Estero launch ramp driveway
On Whitaker Bluff Road, south of the Estero Americano, four sheepdogs stood guard over a flock of sheep and lambs.
Two of the four dogs guarding the sheep—protection from coyotes perhaps?
Biologist, Estuarian reader, and fellow paddler, Dick, writes that these dogs are Great Pyrenees.
He goes on to say, “I do believe there was a government program that encouraged local ranchers to use the dogs to guard the sheep from coyotes, and stop putting out poisons and traps. Those that participated in the program saw a dramatic drop in sheep killed by coyotes. The other problem was that indiscriminate killing of coyotes can trigger a population boom. Normally only the Alpha female in a pack breeds, but if she dies, then all the surviving female give birth to a litter of pups.”
View looking northwest from Millerton Point
Tomales Bay was placid today. The only boat other than my kayak were noisy oyster farm skiffs and the quiet cutter-rigged yacht, Will o’ the Wisp, out of Pebble Beach, north of Inverness. A subtle wind barely filled its sails. Quiet conversation shared by two men in the cockpit carried halfway across the bay.

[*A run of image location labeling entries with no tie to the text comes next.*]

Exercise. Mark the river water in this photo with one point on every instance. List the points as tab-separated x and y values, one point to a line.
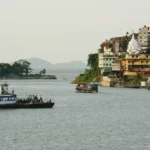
112	119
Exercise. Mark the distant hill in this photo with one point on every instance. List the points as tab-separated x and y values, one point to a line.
37	63
71	64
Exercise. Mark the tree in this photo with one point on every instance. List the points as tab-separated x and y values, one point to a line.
21	67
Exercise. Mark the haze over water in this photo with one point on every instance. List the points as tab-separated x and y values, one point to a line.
112	119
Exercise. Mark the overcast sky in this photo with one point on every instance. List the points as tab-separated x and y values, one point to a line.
65	30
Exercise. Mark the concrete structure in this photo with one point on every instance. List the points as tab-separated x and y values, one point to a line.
116	66
133	46
105	61
137	64
144	36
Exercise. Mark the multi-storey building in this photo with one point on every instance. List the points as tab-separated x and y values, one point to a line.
137	64
144	36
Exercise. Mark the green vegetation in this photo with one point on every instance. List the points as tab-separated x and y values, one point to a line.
21	70
91	74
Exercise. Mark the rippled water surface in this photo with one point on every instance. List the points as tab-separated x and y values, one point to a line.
112	119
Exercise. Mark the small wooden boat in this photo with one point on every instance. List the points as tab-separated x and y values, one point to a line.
9	100
87	88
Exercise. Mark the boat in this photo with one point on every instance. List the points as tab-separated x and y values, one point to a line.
87	88
10	100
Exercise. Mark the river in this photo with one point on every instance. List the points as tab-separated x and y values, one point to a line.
112	119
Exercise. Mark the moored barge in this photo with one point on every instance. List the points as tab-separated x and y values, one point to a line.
9	100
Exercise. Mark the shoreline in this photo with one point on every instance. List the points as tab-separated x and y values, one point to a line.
29	77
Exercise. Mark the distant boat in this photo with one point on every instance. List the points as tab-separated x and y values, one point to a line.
87	88
9	100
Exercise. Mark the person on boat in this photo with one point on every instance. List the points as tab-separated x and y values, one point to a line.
12	90
41	100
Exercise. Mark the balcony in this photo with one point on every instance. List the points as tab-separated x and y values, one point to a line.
139	69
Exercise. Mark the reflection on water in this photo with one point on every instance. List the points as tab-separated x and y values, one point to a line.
112	119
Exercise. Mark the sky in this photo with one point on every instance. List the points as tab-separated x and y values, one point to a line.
65	30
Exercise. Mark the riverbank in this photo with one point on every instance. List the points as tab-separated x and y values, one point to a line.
15	77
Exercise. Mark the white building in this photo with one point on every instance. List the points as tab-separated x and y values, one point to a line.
144	36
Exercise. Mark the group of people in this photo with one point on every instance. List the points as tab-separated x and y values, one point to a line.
35	99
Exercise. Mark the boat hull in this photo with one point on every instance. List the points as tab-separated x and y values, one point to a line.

Cutter-rigged Will o’ the Wisp ghosts down Tomales Bay
Boats sat quietly on their moorings.
Fishing vessel Vivian on her mooring
Back at Marconi Cove a model airplane pilot prepared his radio controlled seaplane for a flight in the almost still atmosphere.
This aviator had no boat to retrieve his plane in the event of a “landing” away from shore.
The electric motor was quiet—as model plane power plants go. Thank goodness the internal combustion engines in model aircraft have largely disappeared.
Airborne! This plane’s wingspan was less than 1 meter.
The amphibious aircraft was not so loud as to scare away the amphibious waterfowl, the eared grebes and bufflehead ducks that were out on Tomales today.
Eared grebes dive with alacrity for insects and crustaceans.